Heiner Flassbeck im Gespräch mit Hanns Ostermann · 09.03.2009
Der Chefökonom der UN-Konferenz für Handel und Entwicklung, Heiner Flassbeck, hat die Konjunkturpakete der Bundesregierung kritisiert. Bislang sei zu wenig geschehen, um die Wirtschaft wieder in Schwung zu bringen. Flassbeck plädierte für zusätzliche Investitionen in die Infrastruktur und für eine Entlastung der unteren Einkommensschichten.
Hanns Ostermann: Wann hilft der Staat, also der Steuerzahler, und wann müssen die Unternehmen die bittere Pille schlucken und in die Insolvenz gehen? Am Beispiel Opel zeigt sich, wie schwer eine Entscheidung fällt. Die Zahl der Skeptiker wächst, die dem Autohersteller nicht mehr direkt helfen wollen. Auch wenn Vizekanzler Frank-Walter Steinmeier von der SPD Bedenkenträger warnt, in der gegenwärtigen Wirtschaftskrise müsse um jeden Arbeitsplatz gekämpft werden. Nur wie? - Das ist die Frage. Ich sprach darüber mit Heiner Flassbeck, er war früher Staatssekretär im Bundesfinanzministerium und ist heute Chefvolkswirt der UN-Organisation für Handel und Entwicklung. Meine erste Frage an ihn: Darf der Staat Opel gegen die Wand fahren lassen?

Heiner Flassbeck: Ja, ob er darf, ist eine schwierige Frage, ob er sollte, ist vielleicht leichter zu beantworten. Gegen die Wand ist auch was vielleicht zu viel gesagt, denn natürlich kann man sich bemühen, alle möglichen Rettungspläne mit zu unterstützen in irgendeiner Weise. Nur man darf auch nicht zu weit gehen. Es macht keinen Sinn, wenn der Staat jetzt versucht, Opel, Schaeffler und was weiß ich, wer noch kommt, zu retten und sich hinterher dann verzettelt in hundert verschiedenen Rettungsaktionen. Und man kann ja nun auch schwer irgendjemand abweisen, wenn man irgendwo angefangen hat. Also wichtiger wäre mir, dass man die Konjunktur noch mal massiver stützt, als es bisher geschehen ist – ist sowieso viel zu wenig gewesen –, und dann werden auch wieder Autos gekauft und dann kehrt auch das Vertrauen zurück.
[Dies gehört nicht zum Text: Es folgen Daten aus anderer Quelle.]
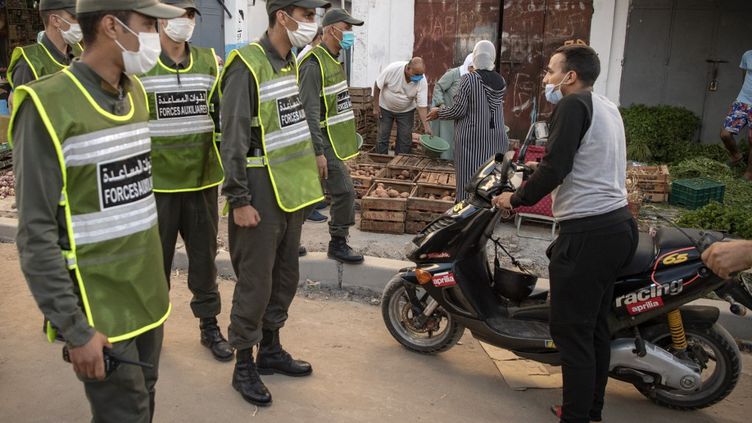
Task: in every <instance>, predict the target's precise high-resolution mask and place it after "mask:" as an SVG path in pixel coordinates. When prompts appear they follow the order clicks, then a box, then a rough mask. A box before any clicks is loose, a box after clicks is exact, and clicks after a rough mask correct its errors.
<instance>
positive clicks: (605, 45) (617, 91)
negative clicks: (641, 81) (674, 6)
mask: <svg viewBox="0 0 752 423" xmlns="http://www.w3.org/2000/svg"><path fill="white" fill-rule="evenodd" d="M629 3H630V0H595V1H594V2H593V9H594V10H593V20H592V23H591V27H590V45H591V46H592V47H593V48H594V49H595V51H597V52H598V56H600V59H601V76H600V77H599V78H598V80H597V81H596V82H595V87H594V88H595V92H596V93H599V94H601V95H605V96H606V97H608V98H609V99H610V100H611V101H613V102H614V103H616V104H620V101H619V100H620V98H619V93H620V91H621V74H622V67H623V64H622V63H623V60H624V44H625V42H626V38H627V19H628V17H629Z"/></svg>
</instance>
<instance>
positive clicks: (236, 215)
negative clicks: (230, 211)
mask: <svg viewBox="0 0 752 423" xmlns="http://www.w3.org/2000/svg"><path fill="white" fill-rule="evenodd" d="M232 217H233V219H234V220H235V224H236V225H238V226H240V227H241V228H255V227H256V226H258V224H259V222H261V216H260V215H259V214H258V210H256V209H255V208H253V206H250V205H248V206H243V207H238V208H236V209H233V210H232Z"/></svg>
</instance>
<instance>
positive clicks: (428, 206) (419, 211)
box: [405, 184, 455, 234]
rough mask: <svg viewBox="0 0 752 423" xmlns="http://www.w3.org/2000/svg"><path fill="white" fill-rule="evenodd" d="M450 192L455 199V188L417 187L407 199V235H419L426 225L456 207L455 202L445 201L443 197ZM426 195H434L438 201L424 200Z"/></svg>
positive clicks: (405, 223) (453, 201)
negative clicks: (443, 196)
mask: <svg viewBox="0 0 752 423" xmlns="http://www.w3.org/2000/svg"><path fill="white" fill-rule="evenodd" d="M447 191H448V192H449V194H450V195H451V196H452V197H454V194H455V190H454V188H452V189H448V188H444V187H437V186H432V185H423V184H418V185H416V187H415V189H414V190H413V192H412V193H411V194H410V197H408V199H407V212H406V214H405V233H408V234H417V233H418V232H420V230H421V229H423V228H424V227H425V226H426V225H428V224H429V223H431V222H433V221H434V220H436V219H438V218H439V217H441V215H443V214H444V212H446V211H447V210H449V209H451V208H452V207H453V206H454V200H452V201H445V200H442V199H441V196H443V195H444V194H446V193H447ZM426 194H433V195H436V196H437V197H439V198H438V199H433V200H432V199H429V198H424V195H426Z"/></svg>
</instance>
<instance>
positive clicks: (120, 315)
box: [9, 69, 170, 342]
mask: <svg viewBox="0 0 752 423" xmlns="http://www.w3.org/2000/svg"><path fill="white" fill-rule="evenodd" d="M131 82H132V83H131V86H130V88H129V90H128V92H127V94H128V100H129V101H130V111H129V112H128V114H127V115H124V116H118V115H114V114H111V113H109V112H107V111H106V110H104V109H102V108H101V107H100V106H99V105H98V104H97V103H96V101H95V100H94V99H93V98H92V96H91V94H89V92H88V91H86V89H85V88H84V87H83V85H81V82H80V81H79V80H78V79H77V78H76V77H75V76H74V75H73V74H72V73H71V72H70V71H69V70H68V69H65V70H63V71H62V72H58V73H57V74H55V75H52V76H50V77H48V78H43V79H41V80H39V81H36V82H34V83H33V84H29V85H22V86H20V87H18V88H17V89H16V91H15V97H14V100H15V104H17V105H18V107H16V108H15V110H14V114H13V116H12V117H11V123H10V130H9V133H10V135H11V139H12V137H13V132H14V131H13V126H14V124H15V118H16V114H15V111H18V110H20V109H21V107H20V106H21V104H22V103H23V102H24V101H27V100H31V101H33V102H34V105H35V106H36V108H37V110H38V112H39V115H40V116H41V119H42V122H43V123H44V126H45V128H46V129H47V132H48V133H49V135H50V138H51V139H52V142H53V144H54V147H55V151H56V153H57V158H58V162H59V163H60V171H61V173H62V179H63V189H62V192H61V195H60V203H59V204H60V206H61V207H63V208H64V210H65V220H66V222H65V226H66V230H67V236H68V240H69V243H70V250H69V251H63V257H64V258H65V261H66V263H67V266H68V269H69V270H70V271H71V274H72V275H74V278H75V282H76V283H77V284H78V288H79V291H80V296H81V302H82V304H83V308H84V311H85V312H86V317H87V319H88V322H89V325H91V326H92V327H94V328H95V329H96V330H97V331H99V332H101V333H103V334H104V335H106V336H107V338H108V339H109V341H110V342H118V341H123V340H126V339H130V338H133V337H135V336H137V335H139V334H141V333H144V332H146V331H148V330H151V329H153V328H155V327H158V326H159V325H161V324H162V323H163V322H164V321H165V319H167V316H168V315H169V313H170V301H169V297H168V292H167V280H166V279H165V274H164V268H163V262H162V247H161V243H160V240H159V232H158V230H157V207H156V202H155V199H154V194H153V193H152V178H151V155H150V150H151V141H150V139H149V126H148V120H149V109H148V103H147V101H146V93H145V92H144V90H143V87H142V86H141V84H140V83H139V82H138V81H137V80H135V78H133V79H131ZM36 141H37V140H32V139H25V140H22V142H36Z"/></svg>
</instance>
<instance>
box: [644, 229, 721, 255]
mask: <svg viewBox="0 0 752 423" xmlns="http://www.w3.org/2000/svg"><path fill="white" fill-rule="evenodd" d="M682 231H684V233H682ZM703 233H706V234H709V235H710V236H712V237H713V238H715V239H717V240H721V239H723V234H722V233H720V232H715V231H703V230H700V229H689V228H687V229H684V228H682V230H681V231H680V230H678V229H676V228H661V229H659V230H658V232H657V233H656V234H655V245H656V246H657V247H658V251H661V252H663V251H671V250H676V249H679V248H687V247H694V243H695V242H697V241H699V240H700V238H702V234H703ZM690 238H691V239H690Z"/></svg>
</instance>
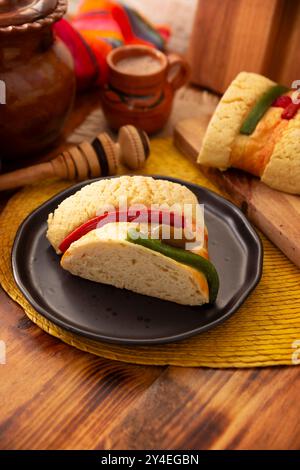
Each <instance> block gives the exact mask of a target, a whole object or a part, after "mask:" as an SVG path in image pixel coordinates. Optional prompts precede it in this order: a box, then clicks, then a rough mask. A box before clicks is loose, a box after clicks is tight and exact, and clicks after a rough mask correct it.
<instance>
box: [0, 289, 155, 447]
mask: <svg viewBox="0 0 300 470" xmlns="http://www.w3.org/2000/svg"><path fill="white" fill-rule="evenodd" d="M0 305H1V309H0V325H1V333H0V339H1V340H4V341H5V343H6V345H7V363H6V364H5V365H0V372H1V387H0V402H1V411H0V449H71V448H74V449H93V448H94V447H95V446H96V445H97V441H98V439H99V437H98V436H101V434H102V432H103V429H105V428H106V427H107V426H108V425H109V423H111V422H113V421H115V420H118V417H119V415H120V413H121V412H122V411H123V410H124V409H125V408H127V406H128V405H129V404H133V403H134V401H135V400H136V398H137V397H139V396H140V394H141V393H142V392H143V391H145V390H146V389H147V388H148V387H149V386H150V385H151V383H152V382H153V381H155V380H156V378H157V377H158V376H159V375H160V373H161V371H162V370H163V368H161V367H145V366H135V365H130V364H125V363H120V362H116V361H108V360H106V359H102V358H99V357H96V356H93V355H91V354H87V353H83V352H82V351H79V350H77V349H75V348H71V347H70V346H68V345H65V344H64V343H62V342H61V341H59V340H58V339H56V338H54V337H52V336H50V335H47V334H46V333H44V332H43V331H42V330H40V329H39V328H38V327H37V326H35V325H34V324H33V323H32V322H31V321H30V320H29V319H28V318H27V317H26V316H25V315H24V312H23V311H22V309H21V308H20V307H18V306H17V305H16V304H15V303H14V302H13V301H12V300H10V299H9V298H8V297H7V296H6V294H4V293H3V291H1V292H0Z"/></svg>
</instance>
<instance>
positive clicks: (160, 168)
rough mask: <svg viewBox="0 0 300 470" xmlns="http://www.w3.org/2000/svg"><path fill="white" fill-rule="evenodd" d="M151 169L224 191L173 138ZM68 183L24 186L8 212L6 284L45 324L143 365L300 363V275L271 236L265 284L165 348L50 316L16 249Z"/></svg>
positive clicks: (45, 329)
mask: <svg viewBox="0 0 300 470" xmlns="http://www.w3.org/2000/svg"><path fill="white" fill-rule="evenodd" d="M143 173H144V174H161V175H169V176H174V177H178V178H182V179H185V180H186V181H190V182H193V183H197V184H201V185H203V186H207V187H209V188H210V189H213V190H215V191H217V192H219V191H218V190H217V189H216V188H215V187H214V186H213V185H212V184H211V183H210V182H209V181H208V180H207V179H206V178H205V177H204V176H203V175H202V174H201V172H200V171H199V169H198V168H196V166H195V165H193V164H192V163H190V162H189V161H188V160H186V159H185V158H184V157H183V156H182V155H180V153H179V152H177V150H176V149H175V148H174V147H173V146H172V143H171V141H170V140H164V139H161V140H156V141H153V143H152V154H151V158H150V159H149V160H148V162H147V166H146V168H145V169H144V171H143ZM68 185H69V184H68V183H66V182H58V181H57V182H53V181H52V182H51V181H50V182H47V183H43V184H40V185H35V186H31V187H27V188H24V189H23V190H21V191H20V192H18V193H17V194H16V195H15V196H13V197H12V198H11V199H10V201H9V202H8V204H7V206H6V207H5V209H4V211H3V212H2V214H1V216H0V232H1V236H0V282H1V284H2V287H3V288H4V289H5V290H6V292H7V293H8V294H9V295H10V297H11V298H12V299H14V300H15V301H16V302H18V303H19V304H20V305H21V306H22V307H23V308H24V310H25V312H26V314H27V315H28V317H29V318H30V319H31V320H32V321H33V322H34V323H36V324H37V325H38V326H39V327H40V328H42V329H43V330H45V331H46V332H48V333H49V334H51V335H53V336H56V337H58V338H60V339H61V340H62V341H64V342H66V343H68V344H71V345H72V346H75V347H76V348H79V349H82V350H84V351H88V352H91V353H94V354H97V355H99V356H103V357H106V358H109V359H115V360H119V361H125V362H132V363H137V364H160V365H164V364H172V365H179V366H207V367H253V366H270V365H282V364H286V365H288V364H290V365H291V364H293V363H296V362H299V361H296V360H295V358H297V351H296V349H295V348H296V347H297V345H298V347H299V340H300V272H299V270H298V269H297V268H296V267H295V266H294V265H293V264H292V263H291V262H290V261H289V260H288V259H287V258H286V257H285V256H284V255H283V254H282V253H281V252H280V251H279V250H278V249H277V248H276V247H274V246H273V245H272V244H271V243H270V242H269V241H268V240H266V239H265V237H263V236H262V240H263V245H264V251H265V254H264V272H263V277H262V280H261V282H260V284H259V285H258V287H257V288H256V289H255V291H254V292H253V293H252V294H251V295H250V297H249V298H248V299H247V301H246V302H245V303H244V305H243V306H242V307H241V308H240V309H239V311H238V312H237V313H236V314H235V315H233V316H232V317H231V318H230V319H229V320H227V321H226V322H225V323H223V324H222V325H220V326H218V327H216V328H215V329H213V330H211V331H208V332H206V333H203V334H201V335H198V336H196V337H193V338H190V339H187V340H184V341H180V342H178V343H170V344H166V345H161V346H148V347H140V346H138V347H137V346H134V347H133V346H130V347H129V346H119V345H113V344H107V343H100V342H96V341H91V340H88V339H85V338H83V337H80V336H77V335H74V334H71V333H69V332H67V331H65V330H63V329H62V328H59V327H57V326H56V325H54V324H53V323H51V322H49V321H48V320H46V319H45V318H43V317H42V316H41V315H40V314H38V313H37V312H36V311H35V310H34V309H33V308H32V307H31V306H30V304H29V303H28V302H27V301H26V299H25V298H24V297H23V295H22V294H21V293H20V291H19V290H18V289H17V287H16V285H15V283H14V280H13V276H12V272H11V264H10V254H11V247H12V243H13V240H14V237H15V234H16V231H17V228H18V226H19V225H20V223H21V222H22V220H23V219H24V218H25V217H26V216H27V215H28V214H29V213H30V212H31V211H32V210H33V209H34V208H36V207H37V206H39V205H40V204H41V203H43V202H44V201H46V200H47V199H48V198H50V197H51V196H53V195H54V194H56V193H57V192H59V191H61V190H62V189H64V188H66V187H67V186H68ZM162 314H163V312H162ZM297 341H298V342H297ZM299 356H300V355H299ZM292 358H294V361H293V360H292Z"/></svg>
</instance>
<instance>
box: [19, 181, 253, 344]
mask: <svg viewBox="0 0 300 470" xmlns="http://www.w3.org/2000/svg"><path fill="white" fill-rule="evenodd" d="M160 178H163V177H160ZM163 179H169V180H171V181H175V182H179V183H181V184H185V185H186V186H187V187H188V188H189V189H191V190H192V191H193V192H194V193H195V194H196V196H197V197H198V199H199V201H200V202H201V203H204V204H205V221H206V224H207V227H208V232H209V252H210V256H211V259H212V262H213V263H214V264H215V266H216V268H217V270H218V273H219V276H220V290H219V294H218V298H217V301H216V303H214V304H213V305H205V306H202V307H188V306H182V305H177V304H175V303H172V302H167V301H162V300H158V299H154V298H152V297H147V296H143V295H139V294H134V293H133V292H130V291H127V290H122V289H117V288H115V287H112V286H107V285H105V284H98V283H95V282H91V281H88V280H85V279H81V278H79V277H75V276H72V275H71V274H69V273H68V272H67V271H64V270H63V269H61V268H60V265H59V259H60V257H59V256H57V255H56V254H55V252H54V250H53V248H52V247H51V246H50V244H49V242H48V240H47V239H46V236H45V233H46V226H47V223H46V221H47V216H48V214H49V212H52V211H53V210H54V209H55V208H56V207H57V205H58V204H59V203H60V202H61V201H62V200H63V199H65V198H66V197H68V196H70V195H72V194H73V193H74V192H76V191H78V189H80V188H82V187H83V186H84V185H86V184H89V183H90V181H88V182H84V183H80V184H77V185H76V186H73V187H72V188H69V189H67V190H65V191H63V192H62V193H60V194H58V195H57V196H55V197H54V198H52V199H50V200H49V201H47V202H46V203H45V204H43V205H42V206H40V207H39V208H38V209H36V210H35V211H34V212H33V213H32V214H30V215H29V216H28V217H27V219H26V220H25V221H24V222H23V223H22V225H21V227H20V228H19V231H18V233H17V236H16V239H15V242H14V246H13V251H12V266H13V273H14V277H15V280H16V283H17V285H18V286H19V288H20V290H21V291H22V292H23V294H24V295H25V297H26V298H27V300H28V301H29V302H30V303H31V305H32V306H33V307H34V308H35V309H36V310H37V311H38V312H39V313H41V314H42V315H43V316H45V317H46V318H48V319H49V320H51V321H52V322H53V323H56V324H57V325H59V326H61V327H63V328H65V329H66V330H69V331H72V332H74V333H78V334H80V335H83V336H86V337H88V338H92V339H96V340H102V341H110V342H116V343H124V344H129V343H131V344H155V343H166V342H170V341H175V340H180V339H183V338H187V337H188V336H192V335H195V334H197V333H200V332H202V331H205V330H208V329H209V328H212V327H213V326H216V325H218V324H219V323H221V322H222V321H224V320H225V319H227V318H228V317H230V316H231V315H232V314H233V313H234V312H235V311H236V310H237V309H238V308H239V306H240V305H241V304H242V303H243V302H244V300H245V299H246V297H247V296H248V295H249V294H250V292H251V291H252V290H253V289H254V287H255V286H256V285H257V283H258V282H259V280H260V277H261V271H262V247H261V242H260V240H259V237H258V235H257V234H256V232H255V231H254V229H253V228H252V226H251V225H250V223H249V222H248V221H247V219H246V218H245V216H244V215H243V214H242V212H241V211H240V210H239V209H238V208H237V207H235V206H234V205H233V204H231V203H230V202H228V201H226V200H225V199H223V198H222V197H220V196H218V195H217V194H215V193H213V192H211V191H209V190H208V189H205V188H203V187H200V186H196V185H193V184H188V183H185V182H183V181H180V180H177V179H173V178H163Z"/></svg>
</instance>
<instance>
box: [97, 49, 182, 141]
mask: <svg viewBox="0 0 300 470" xmlns="http://www.w3.org/2000/svg"><path fill="white" fill-rule="evenodd" d="M145 57H150V58H151V61H152V63H153V61H154V62H155V63H154V67H153V69H151V67H150V68H148V69H147V68H146V66H145V64H146V63H147V62H145ZM132 58H133V59H134V64H135V65H133V68H134V67H135V66H136V67H137V69H136V70H133V68H132V67H131V68H130V66H129V69H127V70H126V68H125V69H124V67H122V66H121V64H124V60H125V59H126V60H127V61H128V59H129V65H130V59H132ZM139 58H141V59H142V61H141V62H140V67H139ZM107 64H108V84H107V86H105V87H104V89H103V91H102V94H101V101H102V108H103V111H104V114H105V116H106V119H107V121H108V123H109V125H110V127H112V128H113V129H115V130H117V129H119V128H120V127H121V126H123V125H127V124H132V125H134V126H136V127H139V128H141V129H143V130H144V131H146V132H147V133H148V134H153V133H154V132H157V131H159V130H160V129H161V128H162V127H163V126H164V125H165V123H166V122H167V120H168V118H169V116H170V113H171V110H172V103H173V98H174V94H175V92H176V90H178V89H179V88H180V87H182V86H183V85H185V84H186V83H187V81H188V78H189V66H188V64H187V62H186V61H185V60H184V59H183V58H182V57H180V56H179V55H177V54H170V55H168V56H167V55H165V54H163V53H162V52H160V51H157V50H156V49H153V48H151V47H147V46H134V45H133V46H122V47H119V48H117V49H114V50H112V51H111V52H110V53H109V54H108V56H107Z"/></svg>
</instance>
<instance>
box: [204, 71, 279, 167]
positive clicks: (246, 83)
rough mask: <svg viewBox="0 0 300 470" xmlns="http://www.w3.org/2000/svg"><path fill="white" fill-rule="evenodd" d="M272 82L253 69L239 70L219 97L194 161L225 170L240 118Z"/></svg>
mask: <svg viewBox="0 0 300 470" xmlns="http://www.w3.org/2000/svg"><path fill="white" fill-rule="evenodd" d="M273 85H276V83H275V82H273V81H272V80H269V79H268V78H266V77H263V76H261V75H258V74H256V73H247V72H241V73H239V74H238V76H237V77H236V78H235V79H234V80H233V82H232V83H231V85H230V86H229V87H228V89H227V90H226V92H225V93H224V95H223V97H222V98H221V100H220V102H219V104H218V106H217V108H216V110H215V112H214V114H213V116H212V118H211V120H210V123H209V125H208V128H207V131H206V134H205V136H204V139H203V143H202V147H201V150H200V153H199V156H198V163H200V164H201V165H206V166H212V167H216V168H219V169H220V170H226V169H227V168H228V167H229V166H230V155H231V149H232V146H233V143H234V140H235V138H236V136H237V135H238V134H239V131H240V128H241V126H242V123H243V121H244V119H245V118H246V116H247V114H248V113H249V111H250V110H251V109H252V107H253V105H254V104H255V103H256V102H257V100H258V99H259V98H260V97H261V96H262V95H263V94H264V93H265V92H266V91H267V90H268V89H269V88H270V87H271V86H273Z"/></svg>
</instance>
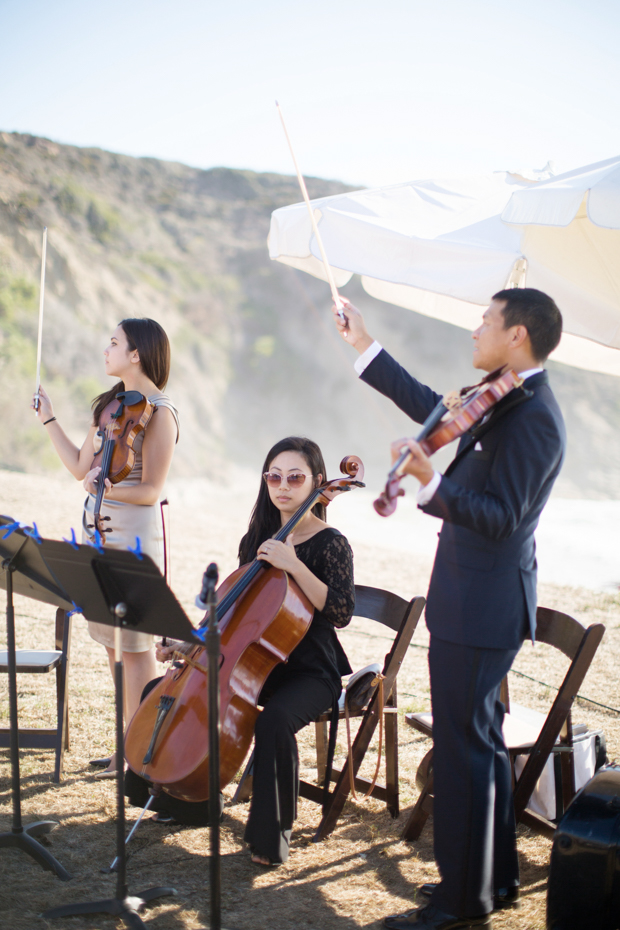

Ostermann: Sie haben einen Punkt angesprochen, das aus Ihrer Sicht zu kleine Konjunkturprogramm. Trotzdem noch mal zurück: Hilft der Staat Opel nicht, so würde das Tausende von Arbeitsplätzen kosten, direkt und indirekt. Norbert Walter, der Chefvolkswirt der Deutschen Bank, geht von bis zu 4,5 Millionen Arbeitslosen Ende 2010 aus. Greift er da zu hoch oder ist die Zahl realistisch?

Flassbeck: Ja, auf die Zahl will ich mich jetzt nicht festlegen, Walter schießt da immer übers Ziel hinaus ein bisschen, aber es ist in der Tat sehr vieles möglich. Es kann aber niemand genau vorhersagen. Deswegen sollte man sich etwas zurückhalten mit solchen Horrorzahlen. Niemand kennt genau den Ablauf einer solchen Krise, weil eine solche Krise zumindest seit 29, 30 noch nicht da war. Es kann auch sein, dass die Konjunktur sich relativ bald fängt. Dann wird immer noch das Wachstum sehr, sehr negativ sein. Aber wichtig ist in der Tat, dass der Staat, um Risiken zu begrenzen und um die Möglichkeit zu begrenzen, dass es dahin kommt, jetzt sich ernsthaft überlegt, noch einmal etwas aufzulegen. Denn wie gesagt, das erste Programm war etwa ein Prozent pro Jahr, und wir sehen jetzt, die USA tun sehr, sehr viel mehr, und das ist sicherlich richtig, sehr viel mehr zu tun. Wobei man bedenken muss, dass Deutschland noch in viel stärkerem Maße als die USA vom Außenhandel abhängig sind, von Investitionsgütern abhängig ist, und dort ist der Einbruch besonders tief.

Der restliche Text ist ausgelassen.